Immune to Cancer: The CRI Blog



Recent Innovations and Challenges in Fighting Blood Cancers

The term “blood cancer” encompasses several types of cancer, including leukemia, lymphoma, multiple myeloma, myelodysplastic syndromes (MDS), and myeloproliferative neoplasms (MPNs). These cancers are harmful to bone marrow, blood cells, lymph nodes, and other elements of the lymphatic system.

The three most prominent blood cancers – leukemia, lymphoma, and multiple myeloma – will account for nearly 10% of all cancer deaths in the US in 2023. MDS and MPD are considered two rarer forms of blood cancer.

Leukemia cells under a microscope

The three main types of blood cancer have unique qualities, but in all of them, there is an overproduction of the immune system’s white blood cells, which normally coalesce to fight cancer development.

In leukemia, the most common cancer for children under 15 years (making up 25% of childhood cancer diagnoses), bone marrow produces abnormal cells that overpower and replace normal blood and marrow cells.

Lymphoma occurs when the immune system’s infection-fighting cells called lymphocytes morph into malignant cancer cells, and nearly 600,000 people globally are diagnosed with it annually.

Multiple myeloma is a cancer that develops in bone marrow and can lead to a shortage of red blood cells and a suppression of normal, cancer-fighting white blood cells.

Over a dozen CRI grant recipients and Scientific Advisory Council (SAC) members have been positively impacting immunotherapy treatments in blood cancers for over 40 years.

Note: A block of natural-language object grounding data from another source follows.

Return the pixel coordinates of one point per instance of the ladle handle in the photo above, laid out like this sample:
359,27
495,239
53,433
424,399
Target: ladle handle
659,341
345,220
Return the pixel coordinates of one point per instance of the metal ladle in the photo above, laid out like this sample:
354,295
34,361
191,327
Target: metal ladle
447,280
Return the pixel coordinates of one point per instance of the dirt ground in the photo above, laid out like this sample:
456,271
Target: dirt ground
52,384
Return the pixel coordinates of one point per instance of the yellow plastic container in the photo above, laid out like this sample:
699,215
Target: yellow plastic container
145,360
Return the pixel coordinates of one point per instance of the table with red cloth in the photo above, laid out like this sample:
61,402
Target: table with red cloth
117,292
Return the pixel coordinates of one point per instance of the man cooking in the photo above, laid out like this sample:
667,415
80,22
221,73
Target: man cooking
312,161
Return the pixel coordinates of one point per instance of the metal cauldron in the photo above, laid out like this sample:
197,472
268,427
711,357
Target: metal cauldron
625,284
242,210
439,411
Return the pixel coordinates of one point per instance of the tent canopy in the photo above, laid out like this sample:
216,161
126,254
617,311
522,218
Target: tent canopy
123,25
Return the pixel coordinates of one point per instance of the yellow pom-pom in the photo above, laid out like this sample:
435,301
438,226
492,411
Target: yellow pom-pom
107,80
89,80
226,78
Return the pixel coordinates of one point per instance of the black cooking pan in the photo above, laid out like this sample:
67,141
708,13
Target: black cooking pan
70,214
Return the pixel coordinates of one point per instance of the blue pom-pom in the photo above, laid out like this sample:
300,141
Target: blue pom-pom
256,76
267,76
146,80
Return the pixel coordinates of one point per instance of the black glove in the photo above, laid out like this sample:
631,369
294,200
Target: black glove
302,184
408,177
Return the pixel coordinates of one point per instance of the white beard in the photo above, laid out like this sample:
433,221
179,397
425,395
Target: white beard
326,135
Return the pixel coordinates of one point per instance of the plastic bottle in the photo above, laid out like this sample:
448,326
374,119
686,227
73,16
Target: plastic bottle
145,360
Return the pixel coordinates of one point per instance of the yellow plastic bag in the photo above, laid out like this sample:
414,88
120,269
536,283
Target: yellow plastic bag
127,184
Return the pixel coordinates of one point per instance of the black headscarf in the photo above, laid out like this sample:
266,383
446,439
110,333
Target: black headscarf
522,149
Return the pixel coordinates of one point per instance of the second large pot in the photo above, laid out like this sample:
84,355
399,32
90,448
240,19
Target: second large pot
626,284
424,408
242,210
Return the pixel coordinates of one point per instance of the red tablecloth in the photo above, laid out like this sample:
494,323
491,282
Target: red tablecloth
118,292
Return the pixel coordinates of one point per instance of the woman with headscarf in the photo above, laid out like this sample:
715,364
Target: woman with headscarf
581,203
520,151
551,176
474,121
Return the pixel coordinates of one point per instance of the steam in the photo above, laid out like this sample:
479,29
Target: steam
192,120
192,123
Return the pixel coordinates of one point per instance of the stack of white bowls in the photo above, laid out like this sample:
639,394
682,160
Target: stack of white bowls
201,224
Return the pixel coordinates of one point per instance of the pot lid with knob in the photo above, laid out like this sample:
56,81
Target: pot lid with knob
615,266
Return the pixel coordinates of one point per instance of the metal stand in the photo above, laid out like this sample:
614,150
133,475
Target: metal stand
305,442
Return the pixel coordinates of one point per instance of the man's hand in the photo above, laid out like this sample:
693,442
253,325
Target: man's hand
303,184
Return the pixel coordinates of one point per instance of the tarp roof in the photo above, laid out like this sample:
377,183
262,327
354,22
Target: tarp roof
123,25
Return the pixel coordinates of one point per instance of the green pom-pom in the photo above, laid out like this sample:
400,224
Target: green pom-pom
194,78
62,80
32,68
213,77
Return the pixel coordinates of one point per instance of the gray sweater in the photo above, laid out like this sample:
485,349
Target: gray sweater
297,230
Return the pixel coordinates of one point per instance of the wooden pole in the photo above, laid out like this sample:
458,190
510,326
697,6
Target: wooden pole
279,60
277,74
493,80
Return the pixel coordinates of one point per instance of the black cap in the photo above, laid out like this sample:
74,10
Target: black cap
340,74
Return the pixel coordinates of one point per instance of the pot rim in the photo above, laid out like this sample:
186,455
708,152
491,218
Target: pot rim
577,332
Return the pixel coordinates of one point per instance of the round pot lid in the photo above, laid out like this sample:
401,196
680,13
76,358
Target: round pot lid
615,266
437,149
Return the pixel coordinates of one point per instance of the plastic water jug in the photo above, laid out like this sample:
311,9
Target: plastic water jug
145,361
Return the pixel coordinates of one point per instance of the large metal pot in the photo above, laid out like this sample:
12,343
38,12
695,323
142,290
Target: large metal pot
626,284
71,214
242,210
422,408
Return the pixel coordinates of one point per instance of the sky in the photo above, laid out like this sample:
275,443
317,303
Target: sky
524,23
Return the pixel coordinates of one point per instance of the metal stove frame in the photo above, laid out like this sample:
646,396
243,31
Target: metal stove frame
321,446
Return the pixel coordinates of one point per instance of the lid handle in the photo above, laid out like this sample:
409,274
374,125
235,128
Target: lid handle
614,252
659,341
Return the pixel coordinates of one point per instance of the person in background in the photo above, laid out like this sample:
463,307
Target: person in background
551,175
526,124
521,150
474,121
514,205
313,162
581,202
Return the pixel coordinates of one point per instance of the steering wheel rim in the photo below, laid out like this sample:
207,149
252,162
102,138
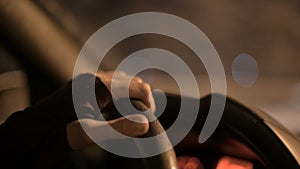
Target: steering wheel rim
166,160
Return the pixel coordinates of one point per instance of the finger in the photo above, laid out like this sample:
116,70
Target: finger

In 1980, former CRI grant recipient and SAC member Jordan Gutterman, MD (University of Texas System Cancer Center), reported the first demonstration of the ability of alpha interferon to cause regression of metastasizing solid tumors and blood cancer remission in lymphoma and multiple myeloma.

Multiple Myeloma Cells under a microscope

In 2013, CRI Investigator Ryan Teague, PhD (Saint Louis University School of Medicine), found that several checkpoint blockades (CTLA-4, PD-1, and LAG-3) could rehabilitate anti-tumor activity in T cells and produce more durable and effective immunity against tumors in advanced leukemia.

Currently, CRI is funding six scientists who are working on progressing immunotherapy remedies for leukemia, six scientists who are working on lymphoma, and four scientists who are working on multiple myeloma. CRI Technology Impact Award Recipient Muneesh Tewari, MD, PhD (Regents of the University of Michigan), has been working on creating technology that can detect cytokine release syndrome (CRS), a side-effect of CAR T cell treatment where the immune system responds with excessive aggression to cancer. This technology has the potential to make CAR T therapies safer for blood cancer patients.

These scientists vary from having decades of immunotherapy research under their belt to newly minted CRI postdoctoral fellows.

CRI CLIP Investigator Matteo Maria Bellone, MD (Vita-Salute San Raffaele University), hopes to positively alter the trajectory of multiple myeloma by modulating the immune system via gut microbiome data and research.

CAR T cell therapies, where activated T cells hunt down cancer cells after being hailed by the immune system, have experienced several laboratory successes in recent years. In 2017, drug tisagenlecleucel achieved an astounding 83% complete remission rate for pediatric and young adult lymphoblastic leukemia patients. The same year, axicabtagene ciloleucel induced a 72% response rate for patients with multiple types of lymphoma.

A recent blood cancer immunotherapy treatment, Talvey, received accelerated approval in early August 2023 by the United States Food and Drug Administration (FDA). The drug is a bispecific antibody treatment engineered to force cancer cells and immune cells to make contact, prompting the body’s immune system to eliminate the cancer.

Talvey was approved as a biweekly injection for multiple myeloma patients who have received a minimum of four lines of prior treatment. It is the first drug of its kind to target the GPRC5D protein, which is prominently present in cancerous plasma cells.

Trial data for the drug demonstrated nearly 74% of patients achieved partial or total cancer disappearance. This development has the potential to provide hope for the over 35,000 Americans who are expected to be diagnosed with multiple myeloma in 2023.

There has been promising research and treatment for blood cancers in recent years. At least six unique cell therapies have been approved by the FDA in recent years for hematologic malignancies. While the work is not done, CRI is proud to be uplifting important innovations against blood cancers as a part of our mission to create a world immune to cancer.